How else to describe the serene, seamless flow of four works by Californian and Alaskan composers that made up the Callithumpian Consort’s program titled “Left Coast’’? Of course, there is no single unifying Pacific aesthetic, but it was impossible to miss the tactile richness and mellow colorings that ran through very distinct works by John Luther Adams, Lou Harrison, James Tenney, and Terry Riley. They were played here as one extended offering, without breaks for applause, a kind of four-movement West Coast Symphony.
The opening selection, from Adams’s “Songbirdsongs,’’ made the strongest impression. Adams is a composer whose career has been defined by a deep musical and spiritual engagement with the natural world. And as with Messiaen in earlier decades, birdsongs for Adams were an early point of entry, awakening, as he wrote in his recent book, “a profound longing to feel at home in nature.’’ He composed the “Songbirdsongs’’ over five years in the 1970s, based on many hours of listening in the field, opening his ears in a Cagean sense to both the noise of nature and the nature of noise.

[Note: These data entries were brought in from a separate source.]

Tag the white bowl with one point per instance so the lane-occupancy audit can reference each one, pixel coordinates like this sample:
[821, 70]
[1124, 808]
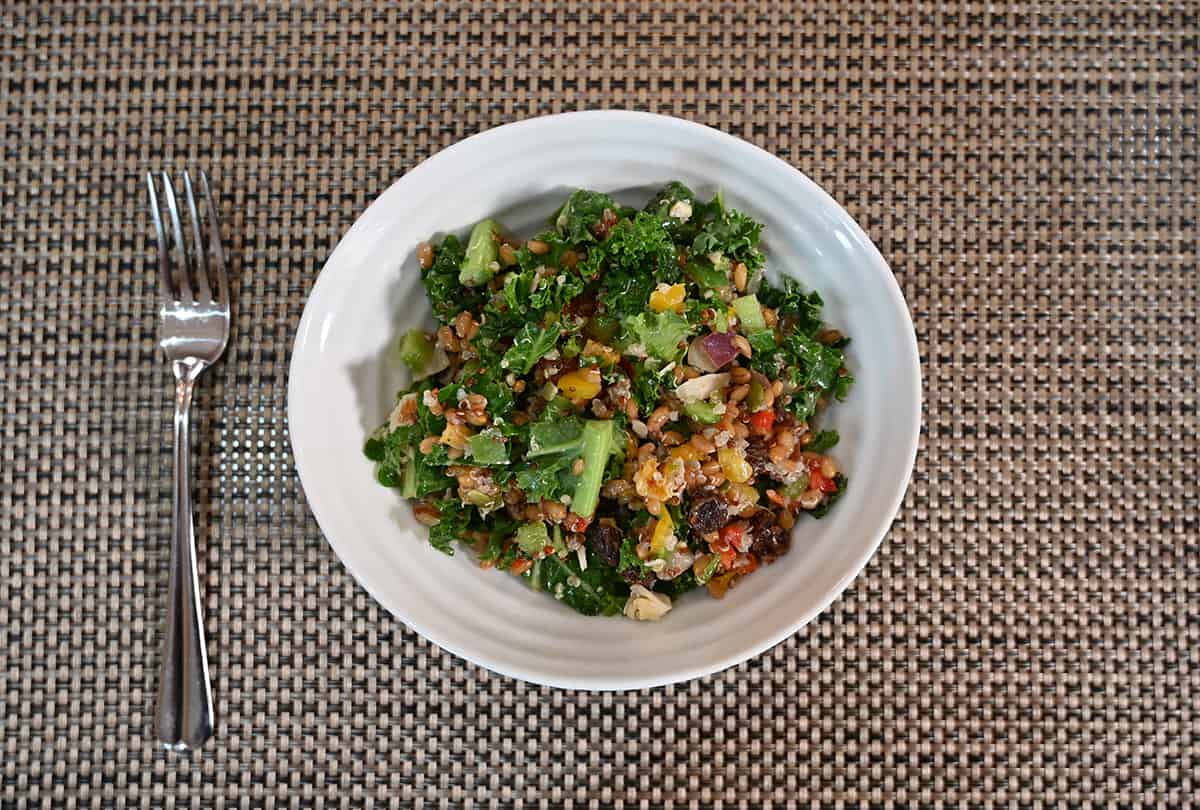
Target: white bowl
[342, 384]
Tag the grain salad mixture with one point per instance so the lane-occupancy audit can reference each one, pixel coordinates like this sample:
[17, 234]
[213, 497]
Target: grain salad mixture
[619, 409]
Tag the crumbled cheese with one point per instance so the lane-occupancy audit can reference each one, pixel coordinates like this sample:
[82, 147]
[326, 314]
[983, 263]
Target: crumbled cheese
[405, 413]
[701, 388]
[646, 605]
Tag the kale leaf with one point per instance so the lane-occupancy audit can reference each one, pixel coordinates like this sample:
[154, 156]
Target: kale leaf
[581, 213]
[451, 525]
[823, 509]
[529, 346]
[791, 301]
[659, 333]
[733, 234]
[597, 591]
[441, 280]
[639, 256]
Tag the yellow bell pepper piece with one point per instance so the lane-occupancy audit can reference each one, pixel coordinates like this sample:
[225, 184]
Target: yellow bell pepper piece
[667, 298]
[735, 466]
[663, 531]
[581, 384]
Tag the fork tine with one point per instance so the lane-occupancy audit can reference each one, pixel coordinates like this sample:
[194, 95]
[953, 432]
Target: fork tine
[199, 259]
[185, 287]
[167, 288]
[215, 249]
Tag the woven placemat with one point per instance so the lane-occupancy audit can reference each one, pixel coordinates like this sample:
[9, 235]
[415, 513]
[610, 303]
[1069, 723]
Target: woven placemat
[1027, 634]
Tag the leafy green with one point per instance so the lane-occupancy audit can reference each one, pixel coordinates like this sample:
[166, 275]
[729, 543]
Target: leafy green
[749, 313]
[415, 349]
[659, 333]
[703, 411]
[598, 591]
[480, 262]
[489, 382]
[822, 441]
[733, 234]
[450, 527]
[791, 301]
[533, 538]
[487, 448]
[441, 280]
[581, 213]
[555, 436]
[808, 365]
[595, 447]
[647, 388]
[841, 387]
[639, 256]
[707, 275]
[529, 346]
[763, 341]
[681, 229]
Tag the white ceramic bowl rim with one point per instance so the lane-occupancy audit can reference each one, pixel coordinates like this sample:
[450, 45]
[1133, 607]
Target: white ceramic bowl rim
[528, 658]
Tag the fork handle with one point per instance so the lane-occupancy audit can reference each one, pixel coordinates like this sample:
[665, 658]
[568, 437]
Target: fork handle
[185, 696]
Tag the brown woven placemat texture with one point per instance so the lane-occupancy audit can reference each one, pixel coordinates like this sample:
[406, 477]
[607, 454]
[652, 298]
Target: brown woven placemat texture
[1030, 630]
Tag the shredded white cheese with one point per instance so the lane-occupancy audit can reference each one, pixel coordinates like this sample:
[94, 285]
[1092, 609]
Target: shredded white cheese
[645, 605]
[681, 210]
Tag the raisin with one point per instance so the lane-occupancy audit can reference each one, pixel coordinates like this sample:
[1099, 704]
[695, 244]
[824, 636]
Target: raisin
[605, 539]
[769, 539]
[708, 514]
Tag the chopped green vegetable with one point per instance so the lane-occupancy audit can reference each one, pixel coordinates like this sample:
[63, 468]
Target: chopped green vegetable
[703, 412]
[713, 565]
[487, 448]
[597, 444]
[483, 255]
[660, 334]
[749, 313]
[568, 369]
[597, 591]
[415, 349]
[581, 214]
[555, 436]
[706, 275]
[529, 346]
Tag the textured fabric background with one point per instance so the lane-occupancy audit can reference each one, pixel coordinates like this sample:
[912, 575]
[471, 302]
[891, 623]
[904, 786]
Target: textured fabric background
[1030, 630]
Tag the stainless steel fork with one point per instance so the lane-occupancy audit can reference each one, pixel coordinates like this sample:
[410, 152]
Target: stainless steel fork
[193, 318]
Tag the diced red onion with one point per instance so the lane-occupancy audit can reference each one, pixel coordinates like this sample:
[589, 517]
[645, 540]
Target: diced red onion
[717, 347]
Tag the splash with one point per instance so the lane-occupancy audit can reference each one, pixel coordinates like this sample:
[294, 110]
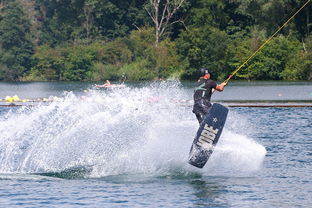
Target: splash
[143, 130]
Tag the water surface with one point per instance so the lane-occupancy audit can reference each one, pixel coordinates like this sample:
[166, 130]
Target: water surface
[129, 147]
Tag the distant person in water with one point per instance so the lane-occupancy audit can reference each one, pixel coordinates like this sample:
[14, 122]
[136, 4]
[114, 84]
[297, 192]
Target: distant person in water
[202, 94]
[106, 85]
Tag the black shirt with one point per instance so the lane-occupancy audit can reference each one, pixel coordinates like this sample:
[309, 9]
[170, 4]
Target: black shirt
[204, 90]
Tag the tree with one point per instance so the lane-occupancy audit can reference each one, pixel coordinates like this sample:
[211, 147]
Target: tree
[15, 42]
[162, 13]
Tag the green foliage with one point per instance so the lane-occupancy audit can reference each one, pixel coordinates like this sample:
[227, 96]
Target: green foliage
[15, 42]
[137, 71]
[203, 47]
[102, 39]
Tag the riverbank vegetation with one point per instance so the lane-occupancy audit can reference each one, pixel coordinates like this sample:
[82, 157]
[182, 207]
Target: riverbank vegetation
[93, 40]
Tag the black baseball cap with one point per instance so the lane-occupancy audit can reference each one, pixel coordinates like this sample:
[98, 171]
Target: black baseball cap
[204, 71]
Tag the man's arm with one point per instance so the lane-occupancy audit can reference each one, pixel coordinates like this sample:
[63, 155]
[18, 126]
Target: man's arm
[220, 87]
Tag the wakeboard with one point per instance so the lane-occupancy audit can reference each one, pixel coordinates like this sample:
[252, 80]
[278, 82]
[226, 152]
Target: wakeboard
[208, 135]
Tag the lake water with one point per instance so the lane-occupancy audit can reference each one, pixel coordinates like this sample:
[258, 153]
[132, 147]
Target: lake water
[128, 147]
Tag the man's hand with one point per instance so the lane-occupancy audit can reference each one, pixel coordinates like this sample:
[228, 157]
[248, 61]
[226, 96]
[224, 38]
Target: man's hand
[221, 86]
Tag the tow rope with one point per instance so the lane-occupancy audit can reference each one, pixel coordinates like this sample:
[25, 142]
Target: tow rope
[266, 42]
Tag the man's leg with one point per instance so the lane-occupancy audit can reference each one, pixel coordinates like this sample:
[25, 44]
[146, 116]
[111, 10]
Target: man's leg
[199, 118]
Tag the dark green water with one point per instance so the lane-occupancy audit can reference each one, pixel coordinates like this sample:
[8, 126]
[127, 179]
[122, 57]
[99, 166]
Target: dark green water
[129, 147]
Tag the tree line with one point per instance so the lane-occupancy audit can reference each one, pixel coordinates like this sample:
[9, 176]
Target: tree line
[93, 40]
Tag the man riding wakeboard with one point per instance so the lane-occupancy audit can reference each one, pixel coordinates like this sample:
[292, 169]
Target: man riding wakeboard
[203, 92]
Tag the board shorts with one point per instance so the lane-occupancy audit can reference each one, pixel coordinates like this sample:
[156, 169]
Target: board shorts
[201, 108]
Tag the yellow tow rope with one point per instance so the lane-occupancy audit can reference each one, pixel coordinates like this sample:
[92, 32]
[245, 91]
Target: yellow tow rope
[266, 42]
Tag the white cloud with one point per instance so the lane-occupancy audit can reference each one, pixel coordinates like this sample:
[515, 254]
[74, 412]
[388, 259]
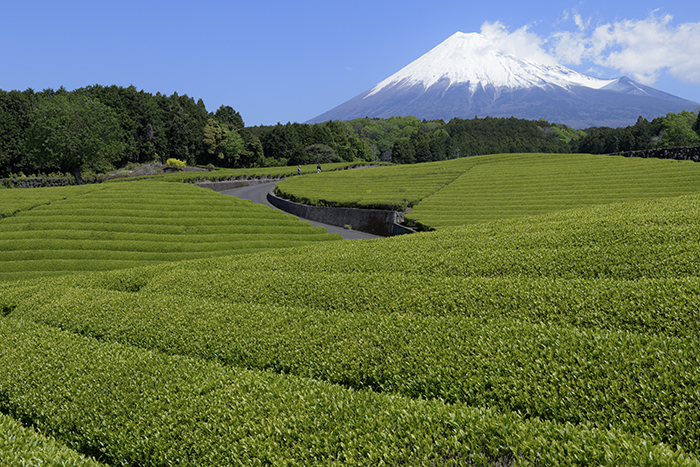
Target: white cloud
[642, 48]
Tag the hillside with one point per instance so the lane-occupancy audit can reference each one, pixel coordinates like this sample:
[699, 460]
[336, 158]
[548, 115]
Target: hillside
[60, 230]
[484, 188]
[566, 338]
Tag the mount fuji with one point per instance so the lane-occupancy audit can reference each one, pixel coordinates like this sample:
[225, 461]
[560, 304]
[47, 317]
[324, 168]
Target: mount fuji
[468, 75]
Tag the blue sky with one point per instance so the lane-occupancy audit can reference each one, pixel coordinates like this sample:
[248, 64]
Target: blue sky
[281, 61]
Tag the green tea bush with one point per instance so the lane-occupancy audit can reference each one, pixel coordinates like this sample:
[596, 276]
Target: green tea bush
[127, 406]
[21, 447]
[585, 317]
[60, 231]
[175, 163]
[478, 189]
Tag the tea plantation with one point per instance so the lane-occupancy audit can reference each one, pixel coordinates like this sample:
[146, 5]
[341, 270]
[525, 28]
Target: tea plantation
[52, 231]
[484, 188]
[567, 338]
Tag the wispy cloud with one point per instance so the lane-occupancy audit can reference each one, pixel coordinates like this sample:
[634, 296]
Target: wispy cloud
[642, 48]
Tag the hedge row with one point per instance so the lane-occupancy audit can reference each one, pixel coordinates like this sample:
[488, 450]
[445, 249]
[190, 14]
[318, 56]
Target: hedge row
[22, 447]
[128, 225]
[508, 186]
[639, 383]
[395, 187]
[132, 407]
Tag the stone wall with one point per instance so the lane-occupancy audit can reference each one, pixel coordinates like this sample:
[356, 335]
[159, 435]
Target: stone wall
[690, 153]
[231, 184]
[374, 221]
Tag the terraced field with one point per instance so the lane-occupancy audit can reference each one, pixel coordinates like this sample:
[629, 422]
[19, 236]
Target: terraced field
[52, 231]
[392, 187]
[483, 188]
[568, 338]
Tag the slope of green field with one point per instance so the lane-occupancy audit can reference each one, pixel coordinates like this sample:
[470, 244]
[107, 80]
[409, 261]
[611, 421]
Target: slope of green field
[393, 187]
[525, 184]
[22, 447]
[483, 188]
[121, 225]
[563, 339]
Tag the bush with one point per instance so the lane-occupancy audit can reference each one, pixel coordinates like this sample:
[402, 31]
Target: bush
[175, 163]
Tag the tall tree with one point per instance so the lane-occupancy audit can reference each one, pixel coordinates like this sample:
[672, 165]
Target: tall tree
[73, 133]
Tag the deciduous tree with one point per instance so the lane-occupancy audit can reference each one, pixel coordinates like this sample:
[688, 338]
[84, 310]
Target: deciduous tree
[73, 133]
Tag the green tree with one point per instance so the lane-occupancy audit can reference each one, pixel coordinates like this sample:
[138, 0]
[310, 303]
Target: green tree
[74, 133]
[233, 146]
[214, 138]
[320, 153]
[227, 116]
[678, 130]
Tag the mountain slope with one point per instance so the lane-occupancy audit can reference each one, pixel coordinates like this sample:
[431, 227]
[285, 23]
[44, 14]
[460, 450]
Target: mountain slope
[466, 75]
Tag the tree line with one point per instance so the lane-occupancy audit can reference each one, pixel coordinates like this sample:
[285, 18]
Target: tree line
[97, 128]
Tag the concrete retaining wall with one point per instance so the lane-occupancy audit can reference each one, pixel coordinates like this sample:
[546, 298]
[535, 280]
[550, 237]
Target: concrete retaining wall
[374, 221]
[231, 184]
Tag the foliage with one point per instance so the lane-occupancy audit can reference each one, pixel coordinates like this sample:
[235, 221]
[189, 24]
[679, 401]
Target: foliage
[51, 231]
[678, 130]
[74, 133]
[20, 447]
[478, 189]
[395, 187]
[568, 338]
[175, 163]
[291, 140]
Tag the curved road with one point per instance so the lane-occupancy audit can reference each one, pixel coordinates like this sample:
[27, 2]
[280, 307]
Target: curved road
[258, 194]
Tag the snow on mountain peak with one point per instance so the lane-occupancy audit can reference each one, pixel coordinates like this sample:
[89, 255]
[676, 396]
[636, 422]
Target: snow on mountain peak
[475, 60]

Whether by accident or by design, the Callithumpian players began the piece before the concert’s official start-time, so anyone drifting in close to 7 p.m. encountered the work as one might come upon a spot in the forest that is already buzzing with activity. Three percussion players (Nicholas Tolle, Jeffrey Means, and John Andress) attended to the rustling sonic underbrush, while two piccolos (Jessi Rosinski, Ashley Addington), playing from various spots in the room, rendered the counterpoint of the canopy.
In contrast to Messiaen’s birds, who often sing with a jagged modernist edge — in “The Quartet for the End of Time’’ they are harbingers not of spring but of the apocalypse — Adams’s birds are taken on their own terms. He appears intent on preserving a kind of experiential authenticity, reproducing if not the precise microtonal contours of birdsongs, then at least the peaceful feeling of walking in the woods. The plaintive calls of Thursday’s mourning doves sounded particularly true.
Once those calls drifted into silence (or, more accurately, into the background noise from the “Gardner After Hours’’ party happening one floor below) cellist Benjamin Schwartz and harpist Franziska Huhn eased into the soft-spoken melody that opens Harrison’s 1949 Suite for Cello and Harp, a lovely work of modest scale and gentle spirits.
Tenney’s experimental “Swell Peace’’ of 1967 was next. It devolves most creative authority to the performers, providing them with only written instructions designed to strip the music of expressive drama in order to focus the ears on small changes in the texture of sound, an aim duly realized on Thursday night. The Callithumpians’ coastal tour ended with a rewarding if at times slightly tentative performance of Riley’s minimalist landmark “In C,’’ sounding often more mellow than roiling, in part no doubt thanks to its company.